What’s Fibro?

Fibromyalgia is a complex chronic condition which is characterized by widespread aches and pain. Suffers of this syndrome deal with the constant struggle to manage their lives through pain, exhaustion, and mental clarity. The medical community for a while have used tender points and widespread pain as a basis for diagnosis; however, that alone does not capture the essence of FM, multiple symptoms of which prominently include fatigue, sleep disturbance and cognitive dysfunction. (via) I describe it as feeling like I have the flu (body aches) all the time, and my entire body is just one big bruise. What makes it even harder is that most do not understand the condition, it’s causes, how exactly to diagnosis it, and even how to care for it.

Fibromyalgia literally means pain in the muscles or fibrous tissue. If one breaks down the root of the word, this is what it means: fibro = from the Latin fibra “tissue”, my = from the Greek mus “muscle”, and algia = suffix denoting “pain,” from the Greek algos “pain,” algein “to feel pain,” of unknown origin. Related to alegein “to care about,” originally “to feel pain.”

Many patients see doctor after doctor, and become heavily in debt with medical bills, just trying to find an explanation of why they hurt all over. Many doctors, friends, and even family members tell them the pain is all in their head. It takes an average of 3-5 years for most people to get diagnosed today, according to National Fibromyalgia Association. It was not until 1990 that the American College of Rheumatology developed guidelines for classifying the syndrome.

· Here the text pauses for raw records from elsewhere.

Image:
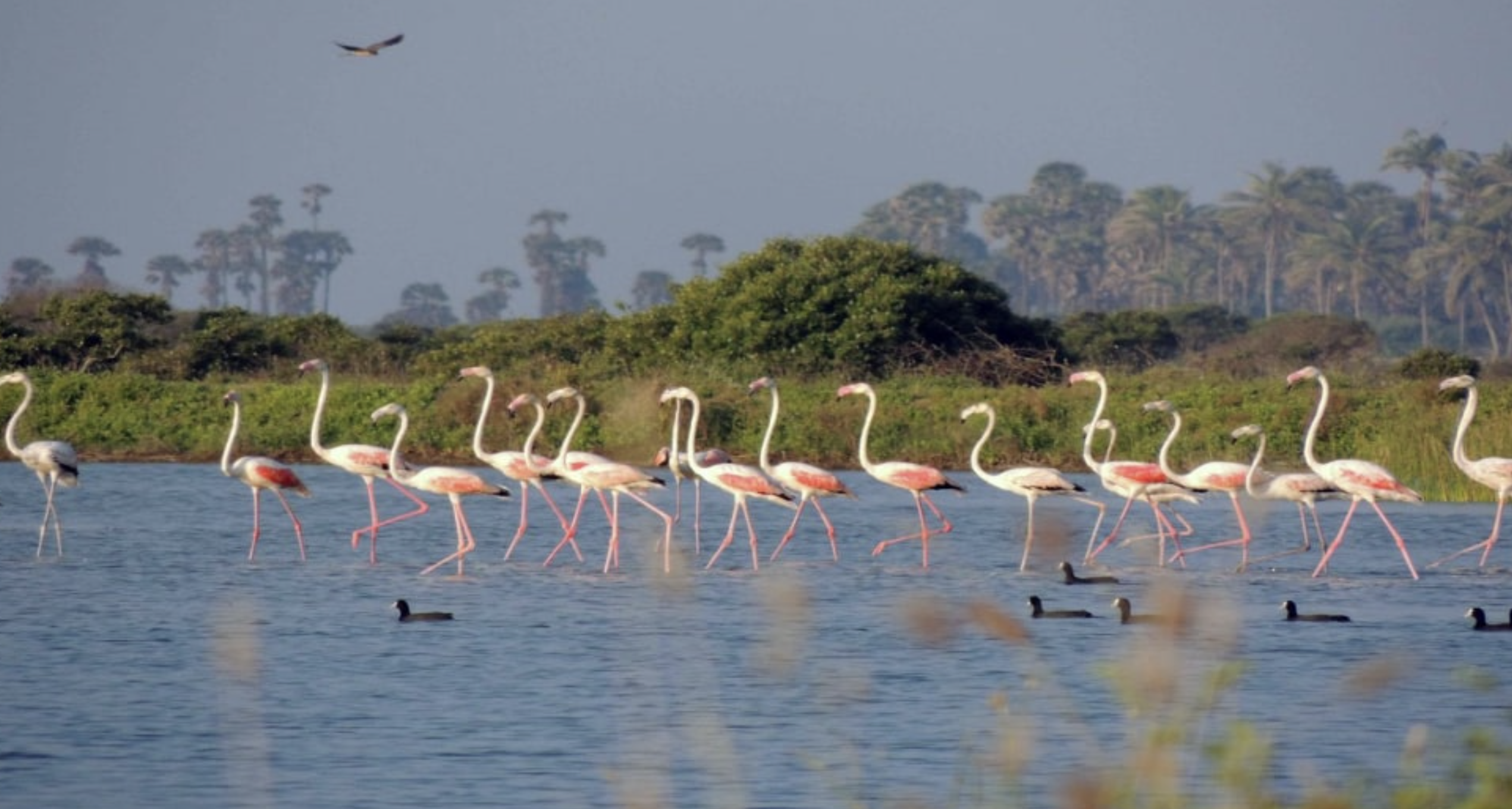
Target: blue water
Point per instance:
(155, 666)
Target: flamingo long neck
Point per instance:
(1313, 428)
(561, 451)
(397, 468)
(865, 428)
(536, 428)
(1254, 466)
(483, 416)
(975, 451)
(1165, 448)
(1469, 415)
(693, 428)
(319, 412)
(771, 427)
(15, 418)
(230, 437)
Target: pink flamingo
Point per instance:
(1030, 483)
(1159, 495)
(363, 460)
(810, 481)
(918, 480)
(604, 475)
(1490, 472)
(1133, 480)
(1226, 477)
(738, 480)
(259, 474)
(675, 460)
(1304, 489)
(1360, 480)
(439, 480)
(54, 463)
(520, 466)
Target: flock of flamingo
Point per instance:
(796, 486)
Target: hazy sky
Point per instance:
(149, 121)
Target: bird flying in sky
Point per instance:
(372, 49)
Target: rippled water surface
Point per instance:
(155, 666)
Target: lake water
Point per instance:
(155, 666)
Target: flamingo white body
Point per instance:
(261, 475)
(675, 460)
(520, 466)
(1494, 474)
(917, 480)
(602, 475)
(1226, 477)
(1304, 489)
(810, 481)
(1030, 483)
(54, 463)
(1362, 480)
(439, 480)
(740, 481)
(363, 460)
(1133, 480)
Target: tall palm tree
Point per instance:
(93, 249)
(495, 300)
(702, 246)
(164, 271)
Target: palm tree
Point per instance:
(312, 202)
(265, 221)
(26, 274)
(652, 288)
(490, 305)
(1276, 208)
(164, 271)
(702, 244)
(93, 249)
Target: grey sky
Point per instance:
(149, 121)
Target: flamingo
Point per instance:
(1490, 472)
(740, 481)
(1304, 489)
(1027, 481)
(259, 474)
(1226, 477)
(439, 480)
(604, 475)
(1156, 493)
(810, 481)
(1360, 480)
(675, 460)
(918, 480)
(363, 460)
(1133, 480)
(54, 462)
(520, 466)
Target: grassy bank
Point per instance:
(1404, 425)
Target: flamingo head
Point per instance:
(1312, 372)
(975, 409)
(1454, 383)
(1245, 431)
(678, 394)
(392, 409)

Even my mother experienced Fibromyalgia pain since the 1960s. My grandfather, who was a very prestigious and accomplished internist, specializing in pulmonology, had no idea how to diagnosis is daughter. It was not until 1992, when my mother read an article on Chronic Fatigue and Fibromyalgia in The Ladies Home Journal”, that she and her Rheumatologist had a name to call her pain. But, that was just the beginning of the battle.

There are two main tests doctors use to tell if patients are suffering from Fibromyalgia:

Tender Points* Chronic ( lasting longer that 3 months) pain which is located on both sides of the body (above and below the waist)

* The trigger/tender point test: Patients have at least 11 points on their body where occurring at muscle tendon junctions that when pressure is applied, it is overly painful. There are 18 specific points in total.

Along with the aches and pains of fibromyalgia, patients usually experience other complex medical problems, adding to the complexity of our understanding of the condition. Many symptoms of fibromyalgia are shared with many other intricate conditions or diseases, thus adding to even more confusion. And, no two FM suffers are the same.

Our understanding of fibromyalgia today:

It is estimated that about three to six percent of the general public have fibromyalgia, most of whom are women. Researchers are now also looking at how fibro suffers respond to pain. There is evidence that fibromyalgia patients’ brains are hypersensitive to pain, like their pain receptors have the volume always turned up.
pain-stimuli-responses-462“Researchers in 2002 reported that when the thumbs of fibromyalgia patients were pinched, their brain activity showed that they felt far more pain than a control group experiencing the same pressure. (DANIEL CLAUW)” source: health.com
Clinical research is also showing that fibromyalgia sufferers’ brain chemistry is off balance. The levels of dopamine, your body’s natural pain killer, are low or non-existent in a FM subject.

Other hormone levels like cortisol and neurotransmitters such as seratonin, a chemical responsible for your moods and levels of happiness are found to be abnormal in fibromyalgia patients, and could be a cause for their distorted ability to perceive pain, their sleep problems, and fatigue.

Where do we go from here?:

While there is no exact cure for fibromyalgia, pain and other symptoms can be managed. Through a multidisciplinary approach of including but not limited to western medicine, eastern medicine, diet, exercise, and forming a support network, fibromyalgia patients and their families can thrive in their lives in spite of fibro. New treatments and medical discoveries are revealed everyday. By learning to laugh, love, and never give up, FM sufferers will flourish in their lives with fibro.